Papers released as part of the chancellor’s Autumn statement reveal financial advisers will have to wait until early 2014 for a consultation paper to be published on how HM Revenue and Customs will chase expats for CGT.
Damian Bloom, partner at international law firm Berwin Leighton Paisner, said it was important to note the changes to the capital gains tax regime would impose additional tax on residential property held by non-UK resident individuals only from April 2015 and on future growth.
Mr Bloom said: “This will be perceived as an appropriate leveling of the playing field compared to UK resident individuals, and is not out of step with other major economies.

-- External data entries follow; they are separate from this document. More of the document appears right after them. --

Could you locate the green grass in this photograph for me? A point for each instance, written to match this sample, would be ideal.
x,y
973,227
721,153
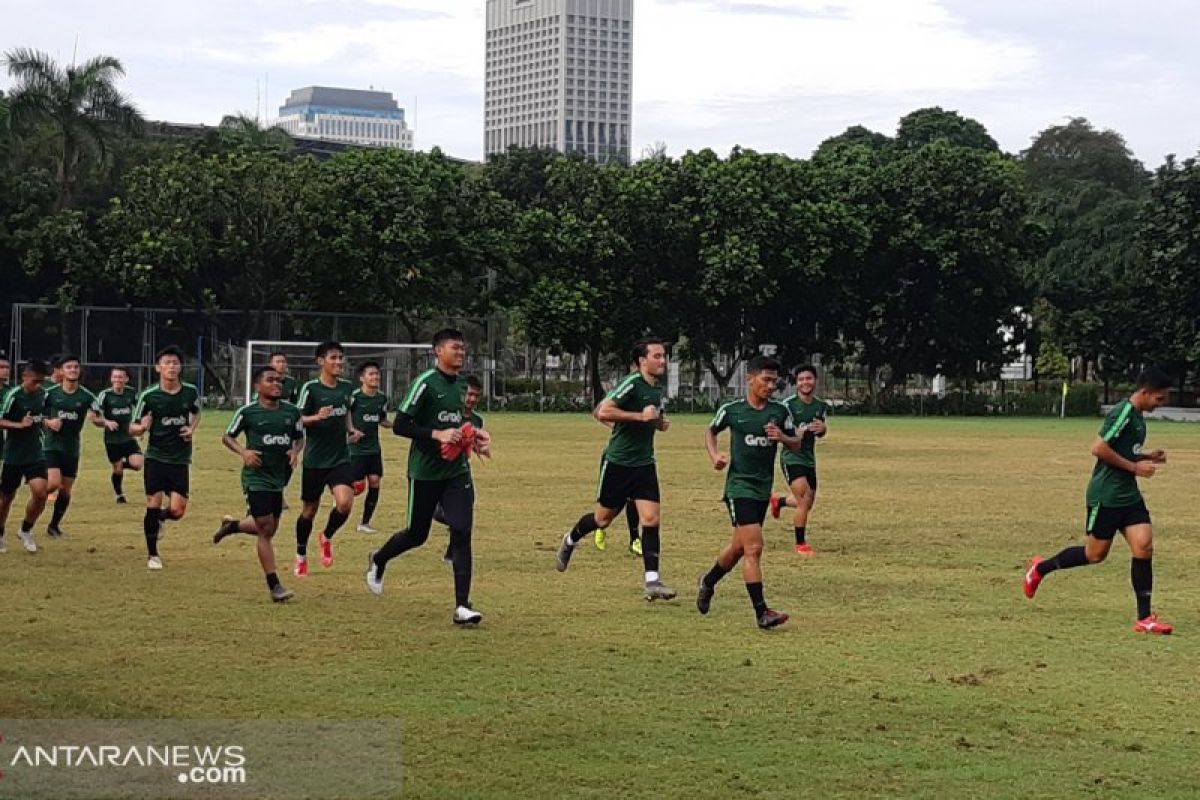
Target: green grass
x,y
912,667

“However, these reforms ought to have been considered as part of last year’s extensive consultation on the taxation of UK property held by non-resident entities.
“In order to prevent any further undermining of the stability of the UK tax regime for international individuals, it would be helpful if the government could confirm whether there will be any further changes to the taxation of residential property for the remainder of the current parliament.”
HM Treasury has also confirmed for capital gains tax private residence relief, the final period exemption now applies to a property that has been a person’s private residence at some time even though they may not be living in the property at the time they dispose of it and they may be claiming private residence relief on another property at the same time.
From 6 April 2014 the final period exemption will be reduced from 36 months to 18 months.
The annual CGT exempt amount will be £11,000 for the year 2014 to 2015 and £11,100 for 2015 to 2016 and subsequent years.
The exemption for most trustees will be £5,000 and £5,500 respectively.